De Fleury hadn't mentioned his wife, except in the context of business. Nor did he now. He said, 'I thought I'd see what was happening. I suppose I'd better report what I've told you. Then I'll probably pick up a cargo and leave.'
Yare said, 'They'll want you to stay.'
'They?' said de Fleury.
'The King. The Council. The merchants. It depends whom you plan to see first.' He let a pause develop unhindered.
De Fleury said, 'Perhaps I should ask your advice about that. As you said, it is sensitive news, and incautious handling could cause damage.'
Yare said, 'What have you heard?'
Wodman glanced at his fellow passenger, but said nothing. De Fleury said, 'Only what reached Bruges before the end of the year. The King's brothers and sisters are young, and occasionally wilful. Sometimes merchants and even envoys find it better to speak first to the older men of the Council, who can then choose the right time to debate the issue with King James or his brothers. But I may have heard wrongly.'
'No,' said Yare. He was aware that he had been spared an explanation he would not have wanted to give. He was bailie of Berwick, but he was also one of the small circle -- Scheves, the Prestons, the Sinclairs -- who supplied personal service to the royal household; whose ships brought in baby night coats and wine-barrels and salmon, while some of their houses in Edinburgh were grand enough to lodge envoys. He heard a lot of personal gossip and, of course, used it. But he was careful to whom he imparted it.
Now he said, 'What you heard is true. It is a young Court, as you say. The Duke of Burgundy's death raises complex issues that the King's advisers will want to consider.'
'So that perhaps I should see them initially,' de Fleury said. 'But if the King summons me first, there is not much I can do.'
'No,' said Yare. 'Once he knows that you've landed, that is. But you could be sorely held up. It's a bad beat sometimes, north, in this wind.'
'And Mick Crackbene, as we all know, can't set a course. Yes, that's true,' de Fleury said, lifting a brow at his shipmaster.

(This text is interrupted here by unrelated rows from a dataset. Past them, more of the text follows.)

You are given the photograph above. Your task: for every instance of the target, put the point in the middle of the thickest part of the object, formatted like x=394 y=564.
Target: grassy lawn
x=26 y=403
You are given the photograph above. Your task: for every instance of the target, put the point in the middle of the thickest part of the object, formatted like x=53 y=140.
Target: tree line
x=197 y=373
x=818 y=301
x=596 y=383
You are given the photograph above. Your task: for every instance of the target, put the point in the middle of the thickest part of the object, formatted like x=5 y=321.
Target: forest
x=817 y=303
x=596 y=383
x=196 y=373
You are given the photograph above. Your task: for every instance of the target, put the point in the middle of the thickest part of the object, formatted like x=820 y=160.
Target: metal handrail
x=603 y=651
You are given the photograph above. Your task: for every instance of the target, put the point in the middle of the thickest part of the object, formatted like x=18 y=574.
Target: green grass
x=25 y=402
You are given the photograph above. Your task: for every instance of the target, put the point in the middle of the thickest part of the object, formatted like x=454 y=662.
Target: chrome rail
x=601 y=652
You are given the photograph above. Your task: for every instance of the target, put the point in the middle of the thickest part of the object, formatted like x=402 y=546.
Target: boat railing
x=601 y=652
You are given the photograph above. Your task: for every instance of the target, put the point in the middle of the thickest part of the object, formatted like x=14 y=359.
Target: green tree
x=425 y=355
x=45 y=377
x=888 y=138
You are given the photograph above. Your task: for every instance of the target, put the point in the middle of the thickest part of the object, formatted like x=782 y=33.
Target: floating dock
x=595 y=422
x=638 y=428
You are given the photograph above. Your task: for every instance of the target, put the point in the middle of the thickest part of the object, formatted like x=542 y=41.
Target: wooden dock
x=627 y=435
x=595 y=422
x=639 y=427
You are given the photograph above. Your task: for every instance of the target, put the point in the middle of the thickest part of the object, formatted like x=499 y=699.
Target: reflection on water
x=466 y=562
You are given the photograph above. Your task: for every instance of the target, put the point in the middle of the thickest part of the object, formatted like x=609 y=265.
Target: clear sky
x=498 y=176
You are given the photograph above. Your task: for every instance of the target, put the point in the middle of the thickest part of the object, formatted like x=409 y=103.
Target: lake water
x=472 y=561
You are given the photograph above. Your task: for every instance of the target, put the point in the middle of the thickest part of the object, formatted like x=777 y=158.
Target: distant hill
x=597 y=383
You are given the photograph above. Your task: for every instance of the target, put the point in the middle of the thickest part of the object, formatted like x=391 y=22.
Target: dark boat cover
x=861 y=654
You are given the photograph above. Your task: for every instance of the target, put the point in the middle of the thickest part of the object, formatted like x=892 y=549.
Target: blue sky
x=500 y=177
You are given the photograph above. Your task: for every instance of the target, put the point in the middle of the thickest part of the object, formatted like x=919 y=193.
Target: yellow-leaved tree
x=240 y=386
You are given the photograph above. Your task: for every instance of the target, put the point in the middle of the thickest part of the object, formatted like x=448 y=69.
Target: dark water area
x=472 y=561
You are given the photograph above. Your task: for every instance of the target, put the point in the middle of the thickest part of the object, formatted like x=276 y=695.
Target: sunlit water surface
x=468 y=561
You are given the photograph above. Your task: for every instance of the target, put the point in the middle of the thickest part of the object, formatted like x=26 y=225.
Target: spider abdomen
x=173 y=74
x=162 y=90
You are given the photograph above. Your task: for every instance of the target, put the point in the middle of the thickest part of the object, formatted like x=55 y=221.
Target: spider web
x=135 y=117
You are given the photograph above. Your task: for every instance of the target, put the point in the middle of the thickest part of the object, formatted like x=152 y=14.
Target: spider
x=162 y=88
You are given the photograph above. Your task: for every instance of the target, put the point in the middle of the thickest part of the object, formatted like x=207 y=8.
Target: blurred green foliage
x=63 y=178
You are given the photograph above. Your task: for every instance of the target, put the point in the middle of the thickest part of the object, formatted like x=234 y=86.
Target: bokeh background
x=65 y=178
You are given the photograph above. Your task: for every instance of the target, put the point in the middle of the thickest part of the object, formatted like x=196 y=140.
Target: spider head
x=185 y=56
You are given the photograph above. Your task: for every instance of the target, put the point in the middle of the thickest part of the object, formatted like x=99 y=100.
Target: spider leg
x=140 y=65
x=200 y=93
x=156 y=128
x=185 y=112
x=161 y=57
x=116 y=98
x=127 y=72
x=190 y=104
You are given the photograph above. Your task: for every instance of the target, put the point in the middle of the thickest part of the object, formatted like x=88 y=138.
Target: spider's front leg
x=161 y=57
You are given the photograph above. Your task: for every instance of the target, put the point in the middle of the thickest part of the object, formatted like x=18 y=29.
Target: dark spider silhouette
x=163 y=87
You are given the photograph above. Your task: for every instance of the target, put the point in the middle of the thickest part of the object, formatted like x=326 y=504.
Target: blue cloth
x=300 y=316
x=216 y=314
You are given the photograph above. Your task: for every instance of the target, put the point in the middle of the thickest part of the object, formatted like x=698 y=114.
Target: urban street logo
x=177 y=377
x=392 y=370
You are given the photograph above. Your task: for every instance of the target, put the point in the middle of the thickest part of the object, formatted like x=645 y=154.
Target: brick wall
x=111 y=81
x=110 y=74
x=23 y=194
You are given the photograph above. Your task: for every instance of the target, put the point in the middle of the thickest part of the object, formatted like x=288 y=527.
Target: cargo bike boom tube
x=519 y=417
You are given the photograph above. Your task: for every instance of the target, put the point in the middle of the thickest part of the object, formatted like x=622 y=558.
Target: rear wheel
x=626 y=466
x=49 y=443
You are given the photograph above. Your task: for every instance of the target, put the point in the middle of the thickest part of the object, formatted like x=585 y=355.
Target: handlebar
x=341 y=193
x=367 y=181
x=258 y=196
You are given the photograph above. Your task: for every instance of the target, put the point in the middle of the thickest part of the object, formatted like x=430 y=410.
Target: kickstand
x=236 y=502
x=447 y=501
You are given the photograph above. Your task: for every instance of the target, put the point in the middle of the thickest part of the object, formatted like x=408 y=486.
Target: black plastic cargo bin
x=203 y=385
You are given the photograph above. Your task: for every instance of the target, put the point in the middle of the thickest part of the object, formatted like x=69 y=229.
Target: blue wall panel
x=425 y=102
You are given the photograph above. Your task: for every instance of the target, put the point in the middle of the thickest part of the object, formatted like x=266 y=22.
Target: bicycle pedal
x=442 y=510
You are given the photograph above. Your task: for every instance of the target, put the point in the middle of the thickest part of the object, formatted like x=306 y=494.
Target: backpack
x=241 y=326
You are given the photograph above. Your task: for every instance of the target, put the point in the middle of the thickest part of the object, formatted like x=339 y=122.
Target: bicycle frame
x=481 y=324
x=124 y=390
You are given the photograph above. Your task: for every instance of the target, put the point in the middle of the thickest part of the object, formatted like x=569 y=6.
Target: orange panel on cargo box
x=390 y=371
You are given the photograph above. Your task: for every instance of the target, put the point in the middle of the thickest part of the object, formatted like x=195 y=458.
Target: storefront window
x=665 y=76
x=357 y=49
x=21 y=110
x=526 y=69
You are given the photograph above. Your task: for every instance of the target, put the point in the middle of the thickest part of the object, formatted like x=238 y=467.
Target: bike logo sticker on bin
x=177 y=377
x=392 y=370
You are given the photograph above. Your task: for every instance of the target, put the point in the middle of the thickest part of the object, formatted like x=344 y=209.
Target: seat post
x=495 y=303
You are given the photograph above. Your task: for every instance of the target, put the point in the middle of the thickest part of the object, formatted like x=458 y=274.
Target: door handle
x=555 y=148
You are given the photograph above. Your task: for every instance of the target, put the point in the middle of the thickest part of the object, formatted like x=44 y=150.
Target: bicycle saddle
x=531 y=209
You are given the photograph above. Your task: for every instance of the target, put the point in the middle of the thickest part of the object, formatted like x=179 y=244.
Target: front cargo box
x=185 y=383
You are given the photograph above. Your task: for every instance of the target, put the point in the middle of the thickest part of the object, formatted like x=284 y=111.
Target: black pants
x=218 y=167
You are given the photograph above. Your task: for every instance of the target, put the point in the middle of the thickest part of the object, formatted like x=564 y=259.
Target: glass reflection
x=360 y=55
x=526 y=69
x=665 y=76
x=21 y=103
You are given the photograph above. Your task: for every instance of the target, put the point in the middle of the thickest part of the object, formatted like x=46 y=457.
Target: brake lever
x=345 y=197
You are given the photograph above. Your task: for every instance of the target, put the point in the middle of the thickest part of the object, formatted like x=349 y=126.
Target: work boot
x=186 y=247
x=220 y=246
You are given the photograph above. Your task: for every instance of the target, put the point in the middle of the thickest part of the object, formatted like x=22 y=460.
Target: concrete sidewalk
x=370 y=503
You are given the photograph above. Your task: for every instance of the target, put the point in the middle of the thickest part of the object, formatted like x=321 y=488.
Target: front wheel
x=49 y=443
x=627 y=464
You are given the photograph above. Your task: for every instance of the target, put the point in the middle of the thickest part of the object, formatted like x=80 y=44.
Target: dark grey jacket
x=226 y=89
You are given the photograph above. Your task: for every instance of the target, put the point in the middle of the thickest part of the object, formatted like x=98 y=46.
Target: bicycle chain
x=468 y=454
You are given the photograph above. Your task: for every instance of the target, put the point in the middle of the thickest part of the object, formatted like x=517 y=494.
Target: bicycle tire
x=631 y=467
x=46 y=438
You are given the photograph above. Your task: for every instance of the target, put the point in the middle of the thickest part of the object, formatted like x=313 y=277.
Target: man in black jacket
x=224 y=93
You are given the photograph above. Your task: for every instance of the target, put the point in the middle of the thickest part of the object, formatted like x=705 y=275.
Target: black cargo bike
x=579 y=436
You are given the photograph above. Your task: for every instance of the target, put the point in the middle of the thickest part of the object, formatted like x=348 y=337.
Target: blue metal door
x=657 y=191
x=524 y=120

'If you say so,' the big fair man said blandly. And to Yare: 'I didn't tell you. We've brought your tombstones. Lovely, they are. One for you, one for your lady. Come and see when we get them ashore.'
He promised. As the talk turned to more everyday channels, it occurred to Tom Yare that there was a piece of gossip he should give to Nicol de Fleury. Something heard by Yare's brother the friar, who lived near the Priory that taught the King's youngest sister in Haddington. He would tell de Fleury, in private.